Digital skills will cut across all the sectors; be it automation, data, or the AI, it will impact manufacturing, retail and many sectors. You can’t be complacent with one skill. Everybody needs to know how the technology is changing and how it is going to impact. Only the technical knowledge is not enough. Maybe, in five years from now everything will be digitised. So, people must have the basic knowledge of what’s happening around and how it is going to affect the business. For example, a product supervisor should not just know about the product but also know how to use the data. One should have analytical ability, to analyse the data and make good use of it. Though it is still the beginning, awareness on new technologies and digital literacy is necessary.

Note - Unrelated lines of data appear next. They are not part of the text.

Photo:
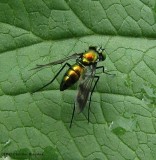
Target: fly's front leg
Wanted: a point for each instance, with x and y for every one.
(103, 70)
(66, 64)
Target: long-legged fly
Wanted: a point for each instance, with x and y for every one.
(82, 71)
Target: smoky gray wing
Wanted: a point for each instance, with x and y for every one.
(84, 88)
(74, 56)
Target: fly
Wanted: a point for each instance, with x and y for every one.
(82, 71)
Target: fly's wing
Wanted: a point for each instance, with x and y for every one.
(84, 88)
(74, 56)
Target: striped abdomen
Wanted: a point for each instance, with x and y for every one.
(71, 76)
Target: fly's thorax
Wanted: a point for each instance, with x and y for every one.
(71, 76)
(89, 57)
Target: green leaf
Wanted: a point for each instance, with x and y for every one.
(123, 108)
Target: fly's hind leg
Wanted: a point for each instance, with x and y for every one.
(72, 116)
(97, 79)
(54, 77)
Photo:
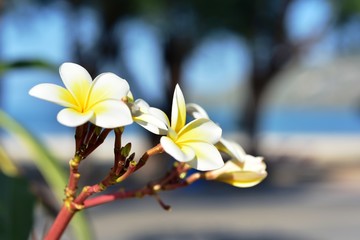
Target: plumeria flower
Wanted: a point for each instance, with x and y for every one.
(152, 119)
(242, 170)
(97, 101)
(192, 143)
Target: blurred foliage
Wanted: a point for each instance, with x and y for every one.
(16, 208)
(7, 66)
(49, 167)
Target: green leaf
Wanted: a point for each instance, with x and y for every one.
(16, 208)
(49, 167)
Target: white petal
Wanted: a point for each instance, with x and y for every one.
(232, 148)
(111, 114)
(151, 123)
(107, 86)
(77, 80)
(243, 179)
(160, 115)
(178, 111)
(200, 129)
(143, 106)
(53, 93)
(175, 151)
(207, 157)
(71, 118)
(196, 111)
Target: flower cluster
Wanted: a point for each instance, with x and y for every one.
(97, 107)
(107, 102)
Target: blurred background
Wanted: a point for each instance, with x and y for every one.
(280, 77)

Related article: Technical training in consonance with the industry assures jobs and career growth – An interview with Namasivayam Reguraj, Managing Director, NTTF Read more: https://www.nationalskillsnetwork.in/technical-training-nttf/
What attracts students to NTTF, particularly through paid courses? How are you adding aspirational value in your training?
For the success of vocational training, interest and commitment is essential. Now, since there are CSR activities, government sponsorships involved, the main challenge is to motivate people to join. Good industry connect and with reasonably good salary is what attracts people to NTTF. We have about 20,000 students at given point of time, and all of them are placed. Even in our short-term vocational course, we add some best practices of our diploma program into it. Along with technical training, we also train the students on grooming and other aspects which make them industry ready. Because going forward, cognitive skills, analytical and networking skills will play an important role.
Earlier, technology used to change may be in 10 years. But now, it changes every 3-5 years. Digital skills are going to change everything. Therefore, students should develop a hunger for learning. Whatever, he/she learns today, they’ll have to upskill it again in 3-5 years. In order to keep them motivated, we give a stipend to students who attends every day from fee we receive from government. This addresses our challenge of low attendance.We have also started Centre for Life Long Learning to inculcate the habit of learning new skills continuously.
Also, vocational training should get social acceptance. When they get certified for a job role through a Qualification Pack (QP), it should be acceptable across industries. QPs must be mentioned along with job role. Social stigma of making vocational training as a secondary stream of education must be removed. Only then more and more people will come and take this up.
As parents play a key role in deciding their child’s future, are there any steps taken by NTTF to make an impact on the mindset of parents?
When conduct Rope-In program, we invite parents. We talk about available opportunities – to get a job, get into an industry or to even become an entrepreneur. We also give them examples of many achievers and talk about success stories. NTTF Alumni’s come and address parents and students what they have learnt and how it has helped to build their career. We try to indicate that it is not the qualification but the skill that will take one forward. However, more needs to done on this front.